La fortuna que ha faltado en otros partidos llegó ayer. A Sergio Rodríguez se le achaca que le cuesta reaccionar en el banquillo. Ayer movió piezas, dio entrada a Marcos André nada más verse con la soga al cuello por segunda vez. Y de reo, el equipo riojano pasó a verdugo. El brasileño, que vuelve a cargar una temporada más con la presión de marcar los goles de este equipo por el poco y perenne acierto en la política de fichajes del club en una demarcación vital, se elevó hasta el negro cielo para girar su cuello y conectar con el cuero. Como ante Osasuna, se convertía en salvador. Cuarto gol a balón parado del partido. Duelo de pizarras o presos de los errores.

André no sólo marcó, sino que su inclusión cambió las piezas blanquirrojas sobre el tablero. Rayco se liberó de las cadenas que le ataban a la banda y apareció por el centro. Su primer arrancada acabó con una apertura a su derecha para que Marcos André marcase con un poco de fortuna. Cacho desvió su tiro y alejó el balón de Iricibar. Del pánico al alivio en apenas veinte minutos.
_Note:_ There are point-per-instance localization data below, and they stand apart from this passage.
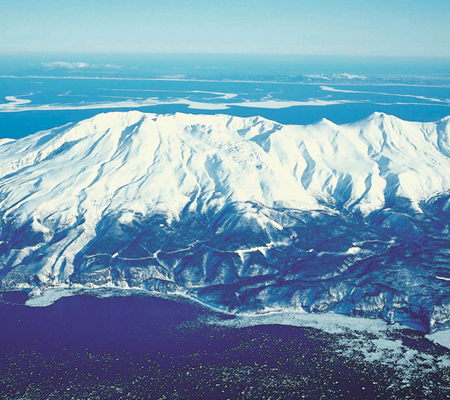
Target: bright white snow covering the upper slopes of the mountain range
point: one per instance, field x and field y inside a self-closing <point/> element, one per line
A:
<point x="136" y="164"/>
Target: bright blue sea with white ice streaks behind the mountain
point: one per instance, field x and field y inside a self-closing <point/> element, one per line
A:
<point x="38" y="93"/>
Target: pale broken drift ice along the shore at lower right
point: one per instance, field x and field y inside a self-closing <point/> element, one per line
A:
<point x="368" y="340"/>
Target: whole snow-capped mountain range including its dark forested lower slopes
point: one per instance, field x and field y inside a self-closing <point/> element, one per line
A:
<point x="242" y="213"/>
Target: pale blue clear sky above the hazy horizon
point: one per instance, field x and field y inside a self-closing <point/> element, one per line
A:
<point x="322" y="27"/>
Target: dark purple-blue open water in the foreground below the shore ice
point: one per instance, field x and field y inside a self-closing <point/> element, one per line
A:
<point x="149" y="348"/>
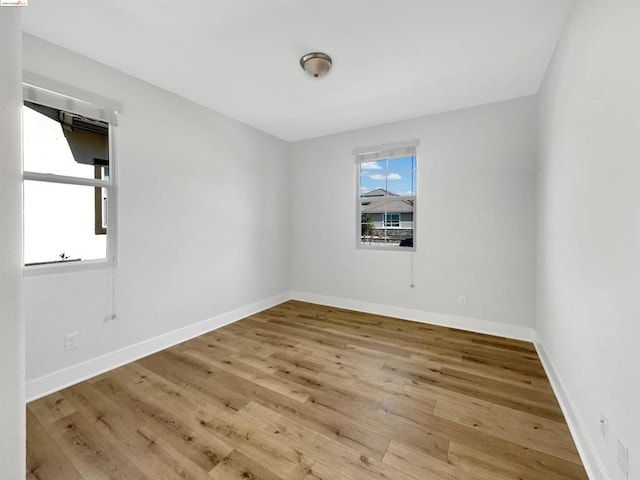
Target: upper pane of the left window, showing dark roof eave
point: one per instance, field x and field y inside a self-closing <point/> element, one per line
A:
<point x="61" y="143"/>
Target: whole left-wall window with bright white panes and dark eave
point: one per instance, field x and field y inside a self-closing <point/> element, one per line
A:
<point x="69" y="201"/>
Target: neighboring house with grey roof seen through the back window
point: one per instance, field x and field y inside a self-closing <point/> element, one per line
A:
<point x="390" y="217"/>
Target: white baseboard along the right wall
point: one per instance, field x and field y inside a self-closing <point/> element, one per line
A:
<point x="588" y="455"/>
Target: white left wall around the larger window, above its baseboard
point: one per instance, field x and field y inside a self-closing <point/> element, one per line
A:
<point x="203" y="225"/>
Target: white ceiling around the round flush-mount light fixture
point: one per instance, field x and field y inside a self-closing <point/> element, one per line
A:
<point x="392" y="59"/>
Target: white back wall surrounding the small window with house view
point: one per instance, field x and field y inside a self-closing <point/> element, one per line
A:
<point x="475" y="221"/>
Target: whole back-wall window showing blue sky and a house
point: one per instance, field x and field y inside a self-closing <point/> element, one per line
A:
<point x="386" y="203"/>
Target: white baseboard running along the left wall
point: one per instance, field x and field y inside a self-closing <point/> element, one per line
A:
<point x="41" y="386"/>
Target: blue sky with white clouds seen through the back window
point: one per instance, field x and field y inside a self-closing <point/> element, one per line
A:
<point x="396" y="175"/>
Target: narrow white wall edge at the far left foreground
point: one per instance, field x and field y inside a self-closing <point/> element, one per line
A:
<point x="12" y="412"/>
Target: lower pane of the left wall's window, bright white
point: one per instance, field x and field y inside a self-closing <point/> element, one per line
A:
<point x="59" y="223"/>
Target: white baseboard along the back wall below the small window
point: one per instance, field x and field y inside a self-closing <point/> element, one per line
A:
<point x="445" y="320"/>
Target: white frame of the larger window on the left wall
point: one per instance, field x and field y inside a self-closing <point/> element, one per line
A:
<point x="69" y="99"/>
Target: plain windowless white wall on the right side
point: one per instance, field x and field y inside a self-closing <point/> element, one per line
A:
<point x="589" y="225"/>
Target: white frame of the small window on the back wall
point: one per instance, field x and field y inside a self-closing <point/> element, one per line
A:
<point x="383" y="153"/>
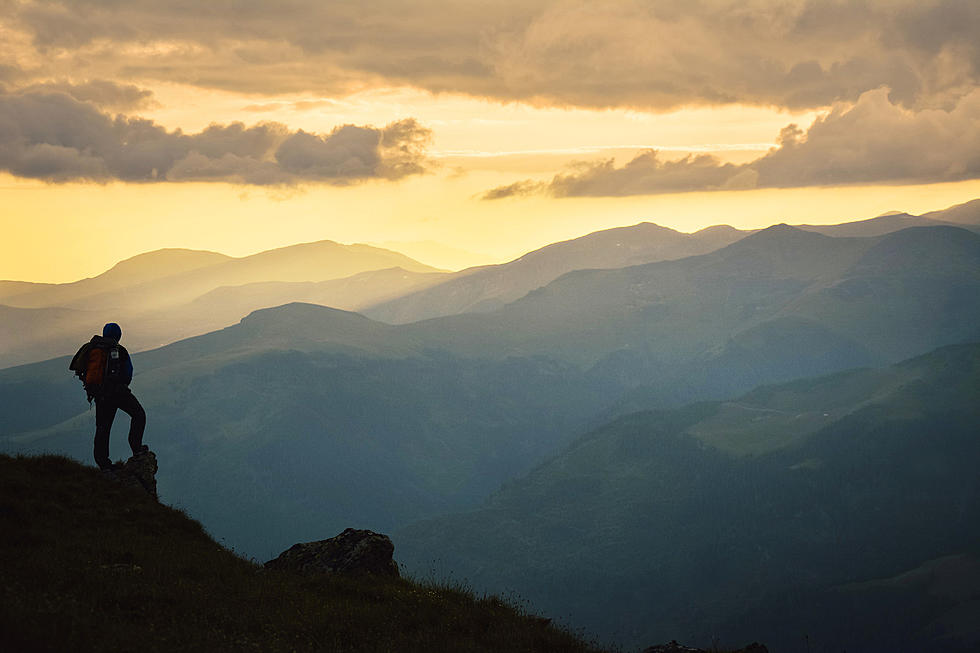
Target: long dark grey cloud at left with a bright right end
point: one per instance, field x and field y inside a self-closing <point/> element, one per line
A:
<point x="53" y="136"/>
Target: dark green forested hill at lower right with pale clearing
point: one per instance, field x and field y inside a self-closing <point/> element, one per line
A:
<point x="843" y="508"/>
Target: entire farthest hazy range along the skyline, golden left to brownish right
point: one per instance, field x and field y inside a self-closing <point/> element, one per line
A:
<point x="170" y="294"/>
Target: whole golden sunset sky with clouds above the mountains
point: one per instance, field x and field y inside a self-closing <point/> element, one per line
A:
<point x="465" y="132"/>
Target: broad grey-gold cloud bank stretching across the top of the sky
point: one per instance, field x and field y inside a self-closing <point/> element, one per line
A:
<point x="654" y="55"/>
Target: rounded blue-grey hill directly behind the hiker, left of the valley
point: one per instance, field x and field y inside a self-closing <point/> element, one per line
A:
<point x="306" y="401"/>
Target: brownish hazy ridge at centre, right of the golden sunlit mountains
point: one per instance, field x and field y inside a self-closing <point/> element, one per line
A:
<point x="483" y="289"/>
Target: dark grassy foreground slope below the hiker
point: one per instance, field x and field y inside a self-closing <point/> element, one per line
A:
<point x="87" y="565"/>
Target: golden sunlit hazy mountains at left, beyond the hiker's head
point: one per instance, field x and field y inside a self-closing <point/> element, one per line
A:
<point x="168" y="295"/>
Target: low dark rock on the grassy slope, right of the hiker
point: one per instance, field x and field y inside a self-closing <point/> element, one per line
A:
<point x="352" y="552"/>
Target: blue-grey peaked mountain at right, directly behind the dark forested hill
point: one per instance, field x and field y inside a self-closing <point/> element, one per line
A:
<point x="678" y="324"/>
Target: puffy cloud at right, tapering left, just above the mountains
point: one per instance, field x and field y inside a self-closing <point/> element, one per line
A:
<point x="871" y="141"/>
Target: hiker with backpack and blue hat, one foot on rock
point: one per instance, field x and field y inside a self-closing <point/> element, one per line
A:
<point x="105" y="368"/>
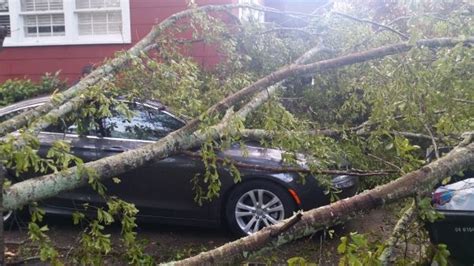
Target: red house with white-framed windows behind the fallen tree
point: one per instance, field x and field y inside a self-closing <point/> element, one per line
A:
<point x="52" y="35"/>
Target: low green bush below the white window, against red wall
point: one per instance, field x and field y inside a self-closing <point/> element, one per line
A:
<point x="16" y="90"/>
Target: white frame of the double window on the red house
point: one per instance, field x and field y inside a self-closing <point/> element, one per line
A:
<point x="71" y="37"/>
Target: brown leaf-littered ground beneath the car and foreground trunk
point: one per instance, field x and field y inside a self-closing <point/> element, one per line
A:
<point x="167" y="243"/>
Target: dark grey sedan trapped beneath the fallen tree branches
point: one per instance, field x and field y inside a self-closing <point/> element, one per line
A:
<point x="162" y="190"/>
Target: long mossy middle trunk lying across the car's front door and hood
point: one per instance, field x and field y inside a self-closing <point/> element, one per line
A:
<point x="186" y="138"/>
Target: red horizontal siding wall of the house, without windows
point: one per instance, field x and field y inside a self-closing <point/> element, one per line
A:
<point x="33" y="62"/>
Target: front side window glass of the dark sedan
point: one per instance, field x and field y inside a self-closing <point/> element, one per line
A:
<point x="146" y="123"/>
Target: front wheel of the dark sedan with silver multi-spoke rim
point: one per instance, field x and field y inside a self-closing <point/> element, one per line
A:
<point x="256" y="204"/>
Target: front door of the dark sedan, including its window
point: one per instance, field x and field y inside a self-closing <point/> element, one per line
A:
<point x="161" y="188"/>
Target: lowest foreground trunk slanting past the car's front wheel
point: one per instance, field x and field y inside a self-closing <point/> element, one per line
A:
<point x="417" y="182"/>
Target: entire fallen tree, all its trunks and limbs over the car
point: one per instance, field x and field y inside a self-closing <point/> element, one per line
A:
<point x="251" y="99"/>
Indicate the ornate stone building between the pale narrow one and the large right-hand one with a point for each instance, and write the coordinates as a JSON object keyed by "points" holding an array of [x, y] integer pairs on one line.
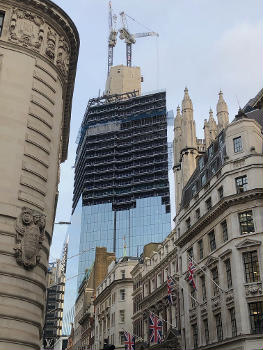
{"points": [[150, 293]]}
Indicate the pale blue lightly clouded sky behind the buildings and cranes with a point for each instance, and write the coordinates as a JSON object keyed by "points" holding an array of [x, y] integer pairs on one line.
{"points": [[206, 45]]}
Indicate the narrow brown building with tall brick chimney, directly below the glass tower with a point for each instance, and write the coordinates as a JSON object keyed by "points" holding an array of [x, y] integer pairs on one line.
{"points": [[84, 307]]}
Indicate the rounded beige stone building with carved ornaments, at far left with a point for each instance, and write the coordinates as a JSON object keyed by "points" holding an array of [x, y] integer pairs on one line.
{"points": [[38, 56]]}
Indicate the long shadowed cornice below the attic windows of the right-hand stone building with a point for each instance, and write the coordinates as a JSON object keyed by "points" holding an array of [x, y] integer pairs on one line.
{"points": [[219, 208]]}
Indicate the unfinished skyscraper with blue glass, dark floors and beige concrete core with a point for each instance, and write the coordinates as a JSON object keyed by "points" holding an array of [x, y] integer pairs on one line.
{"points": [[121, 169]]}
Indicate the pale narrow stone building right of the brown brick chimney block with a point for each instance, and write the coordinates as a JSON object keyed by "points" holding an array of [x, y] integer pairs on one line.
{"points": [[113, 304]]}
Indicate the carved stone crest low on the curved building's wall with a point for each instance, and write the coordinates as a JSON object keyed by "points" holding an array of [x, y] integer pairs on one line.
{"points": [[30, 233]]}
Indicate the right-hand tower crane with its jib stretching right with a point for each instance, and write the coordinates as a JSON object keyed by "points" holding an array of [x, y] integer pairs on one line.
{"points": [[130, 38]]}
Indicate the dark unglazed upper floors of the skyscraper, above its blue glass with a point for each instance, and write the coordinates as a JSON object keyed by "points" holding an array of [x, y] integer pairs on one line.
{"points": [[122, 151]]}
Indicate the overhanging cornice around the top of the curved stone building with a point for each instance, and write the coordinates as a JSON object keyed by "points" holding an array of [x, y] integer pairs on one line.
{"points": [[64, 27]]}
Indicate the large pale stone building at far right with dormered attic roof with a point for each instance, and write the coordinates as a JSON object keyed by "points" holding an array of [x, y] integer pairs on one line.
{"points": [[219, 225]]}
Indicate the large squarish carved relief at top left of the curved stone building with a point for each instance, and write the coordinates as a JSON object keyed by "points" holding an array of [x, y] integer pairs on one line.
{"points": [[26, 29]]}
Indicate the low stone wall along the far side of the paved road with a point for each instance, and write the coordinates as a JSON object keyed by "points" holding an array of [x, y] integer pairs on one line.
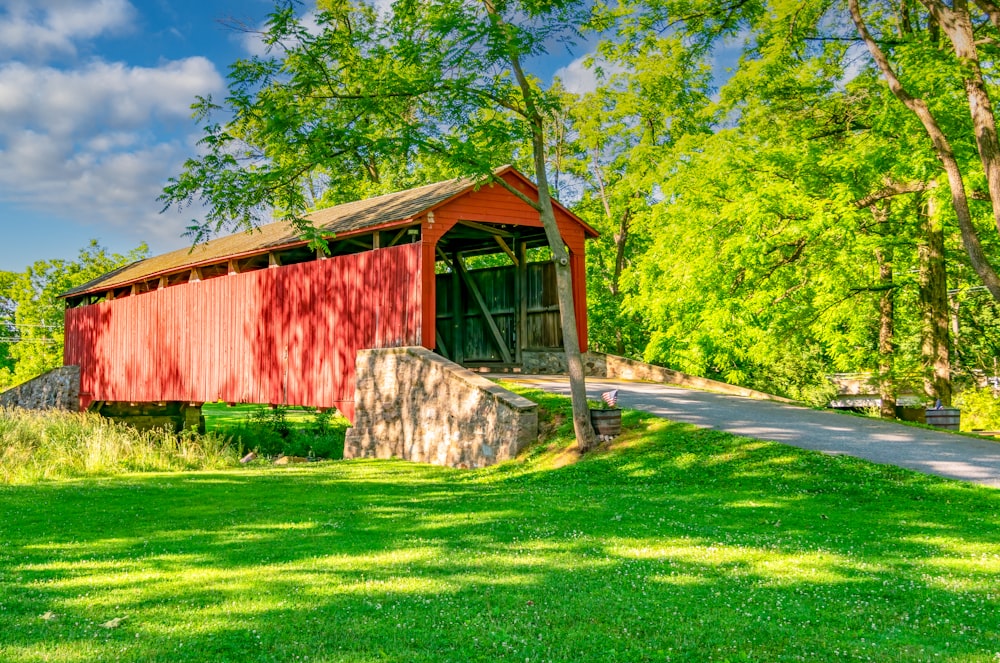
{"points": [[598, 364]]}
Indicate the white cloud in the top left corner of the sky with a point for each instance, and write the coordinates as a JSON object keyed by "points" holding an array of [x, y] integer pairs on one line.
{"points": [[40, 29]]}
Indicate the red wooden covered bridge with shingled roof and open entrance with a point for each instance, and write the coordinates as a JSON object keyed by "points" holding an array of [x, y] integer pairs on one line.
{"points": [[260, 318]]}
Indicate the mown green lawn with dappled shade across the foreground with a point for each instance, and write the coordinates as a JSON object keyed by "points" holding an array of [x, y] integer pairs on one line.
{"points": [[675, 545]]}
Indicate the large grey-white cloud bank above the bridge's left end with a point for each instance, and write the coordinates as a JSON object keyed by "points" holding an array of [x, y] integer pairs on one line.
{"points": [[87, 143]]}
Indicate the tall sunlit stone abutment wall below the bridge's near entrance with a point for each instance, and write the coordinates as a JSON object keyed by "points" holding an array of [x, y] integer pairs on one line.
{"points": [[416, 405]]}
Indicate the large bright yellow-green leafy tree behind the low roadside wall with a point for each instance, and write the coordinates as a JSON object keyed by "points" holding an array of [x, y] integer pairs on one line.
{"points": [[779, 254]]}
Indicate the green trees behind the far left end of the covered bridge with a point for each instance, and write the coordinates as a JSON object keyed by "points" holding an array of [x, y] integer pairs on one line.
{"points": [[33, 314]]}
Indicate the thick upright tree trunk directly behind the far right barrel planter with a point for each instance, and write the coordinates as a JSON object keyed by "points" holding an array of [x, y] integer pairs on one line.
{"points": [[933, 288]]}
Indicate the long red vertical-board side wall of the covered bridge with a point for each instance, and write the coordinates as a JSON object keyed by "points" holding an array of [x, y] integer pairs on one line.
{"points": [[286, 335]]}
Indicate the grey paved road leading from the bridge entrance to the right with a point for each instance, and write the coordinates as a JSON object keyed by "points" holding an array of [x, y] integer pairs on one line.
{"points": [[928, 451]]}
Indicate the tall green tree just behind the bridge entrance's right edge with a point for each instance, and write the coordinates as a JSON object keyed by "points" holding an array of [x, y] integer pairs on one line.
{"points": [[652, 96]]}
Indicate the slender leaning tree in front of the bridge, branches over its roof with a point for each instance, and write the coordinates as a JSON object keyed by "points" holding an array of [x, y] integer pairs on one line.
{"points": [[439, 77]]}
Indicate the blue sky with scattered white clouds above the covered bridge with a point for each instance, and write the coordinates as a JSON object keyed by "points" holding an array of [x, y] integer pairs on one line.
{"points": [[95, 115]]}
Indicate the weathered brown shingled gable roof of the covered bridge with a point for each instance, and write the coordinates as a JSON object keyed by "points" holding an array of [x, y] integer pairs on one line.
{"points": [[386, 211]]}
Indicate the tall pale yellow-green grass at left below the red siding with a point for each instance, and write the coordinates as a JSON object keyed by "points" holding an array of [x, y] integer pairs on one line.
{"points": [[52, 445]]}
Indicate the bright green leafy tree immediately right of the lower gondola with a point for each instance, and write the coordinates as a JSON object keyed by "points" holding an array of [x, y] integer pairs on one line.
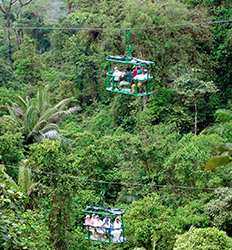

El brasileño quería más. Deseaba reivindicar que es el nueve de este equipo. Tiene el gol en su cabeza. Por aire y por tierra. Cae a la banda, pero no olvida que su hábitat es el área. Es la gran exigencia del delantero. Y en su hábitat es listo. Movimiento desde el segundo palo para marcar su tercer gol, cuarto del equipo, al aprovechar un centro desde la derecha de Santos. Poco después, André se convertía en asistente para que Muneta colorease otro partido gris. Eran momentos de más fútbol ante un Izarra roto y desconcertado hasta tal punto que Iricibar, su portero, lanzó una falta al borde del área con el 3-2 en el marcador. Tan sorprendente como ver que mandó el balón a la grada, muy escorado a la derecha de Miguel. Punto y final. Se ganó. ¿Y el fútbol? Se apela al buen fútbol cuando no se gana.